Descriptions, Reviews, Etc.
Publisher Description:

From renowned translators Richard Pevear and Lindsay Volokhonsky comes a new translation-certain to become the definitive version-of the first great prison memoir, a fictionalized account of Fyodor Dostoevsky's life-changing penal servitude in Siberia.

Sentenced to death for advocating socialism in 1849, Dostoevsky served a commuted sentence of four years of hard labor. The account he wrote afterward (sometimes translated as The House of the Dead) is filled with vivid details of brutal punishments, shocking conditions, and the psychological effects of the loss of freedom and hope but also of the feuds and betrayals, the moments of comedy, and the acts of kindness he observed.

As a nobleman and a political prisoner, Dostoevsky was despised by most of his fellow convicts, and his first-person narrator-a nobleman who has killed his wife-experiences a similar struggle to adapt.

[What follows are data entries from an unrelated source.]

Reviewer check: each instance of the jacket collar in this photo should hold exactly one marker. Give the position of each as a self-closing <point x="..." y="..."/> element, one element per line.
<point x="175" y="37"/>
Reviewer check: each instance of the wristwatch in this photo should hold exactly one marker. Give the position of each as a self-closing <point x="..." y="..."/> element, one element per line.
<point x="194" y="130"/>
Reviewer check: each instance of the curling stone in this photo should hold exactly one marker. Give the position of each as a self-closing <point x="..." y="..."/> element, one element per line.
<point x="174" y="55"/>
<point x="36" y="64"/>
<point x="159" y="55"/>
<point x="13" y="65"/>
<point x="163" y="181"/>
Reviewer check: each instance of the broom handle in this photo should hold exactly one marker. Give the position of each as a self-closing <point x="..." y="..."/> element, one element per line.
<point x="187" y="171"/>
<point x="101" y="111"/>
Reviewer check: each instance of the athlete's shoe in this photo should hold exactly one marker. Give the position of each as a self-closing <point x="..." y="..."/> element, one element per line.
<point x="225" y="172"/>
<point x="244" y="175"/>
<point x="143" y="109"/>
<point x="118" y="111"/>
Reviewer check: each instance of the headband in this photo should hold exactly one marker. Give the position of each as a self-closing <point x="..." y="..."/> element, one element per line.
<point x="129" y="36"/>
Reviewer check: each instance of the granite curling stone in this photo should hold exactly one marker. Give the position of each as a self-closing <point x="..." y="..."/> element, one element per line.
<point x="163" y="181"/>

He also undergoes a transformation over the course of his ordeal, as he discovers that even among the most debased criminals there are strong and beautiful souls. Notes from a Dead House reveals the prison as a tragedy both for the inmates and for Russia. It endures as a monumental meditation on freedom.

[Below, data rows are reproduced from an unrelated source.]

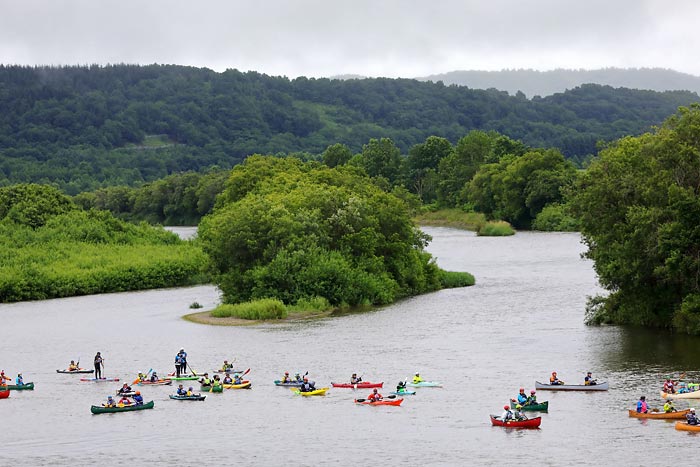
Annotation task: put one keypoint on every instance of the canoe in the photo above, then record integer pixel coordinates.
(529, 423)
(683, 426)
(426, 384)
(541, 407)
(244, 385)
(291, 384)
(360, 385)
(572, 387)
(662, 415)
(196, 397)
(685, 395)
(396, 401)
(160, 382)
(14, 387)
(317, 392)
(96, 409)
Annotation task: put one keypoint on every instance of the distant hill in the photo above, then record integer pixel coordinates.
(545, 83)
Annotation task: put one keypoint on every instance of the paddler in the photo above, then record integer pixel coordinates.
(375, 396)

Contributor Bio(s): Dostoevsky, Fyodor: -

Fyodor Mikhailovich Dostoevsky (1821-1881) was a Russian novelist, journalist, and short-story writer whose psychological penetration into the darkest recesses of the human heart had a profound and universal influence on the twentieth-century novel. He was born in Moscow, the son of a surgeon. Leaving the study of engineering for literature, he published Poor Folk in 1846. As a member of revolutionary circles in St. Petersburg, he was condemned to death in 1849. A last-minute reprieve sent him to Siberia for hard labor. Returning to St. Petersburg in 1859, he worked as a journalist and completed his masterpiece, Crime and Punishment, as well as other works, including The Idiot and The Brothers Karamazov.

Pevear, Richard: -

Richard Pevear and Larissa Volokhonsky have together translated works by Dostoevsky, Tolstoy, Chekhov, Gogol, Bulgakov, Leskov, and Pasternak. They were twice awarded the PEN/Book-of-the-Month Club Translation Prize (for Dostoevsky's The Brothers Karamazov and Tolstoy's Anna Karenina), and their translation of Dostoevsky's Demons was one of three nominees for the same prize. They are married and live in France.

Rudnicki, Stefan: -

Stefan Rudnicki first became involved with audiobooks in 1994. Now a Grammy-winning audiobook producer, he has worked on more than three thousand audiobooks as a narrator, writer, producer, or director. He has narrated more than three hundred audiobooks. A recipient of multiple AudioFile Earphones Awards, he was presented the coveted Audie Award for solo narration in 2005, 2007, and 2014, and was named one of AudioFile's Golden Voices in 2012.

Volokhonsky, Larissa: - Larissa Volokhonsky was born in Leningrad. She has translated works by the prominent Orthodox theologians Alexander Schmemann and John Meyendorff into Russian.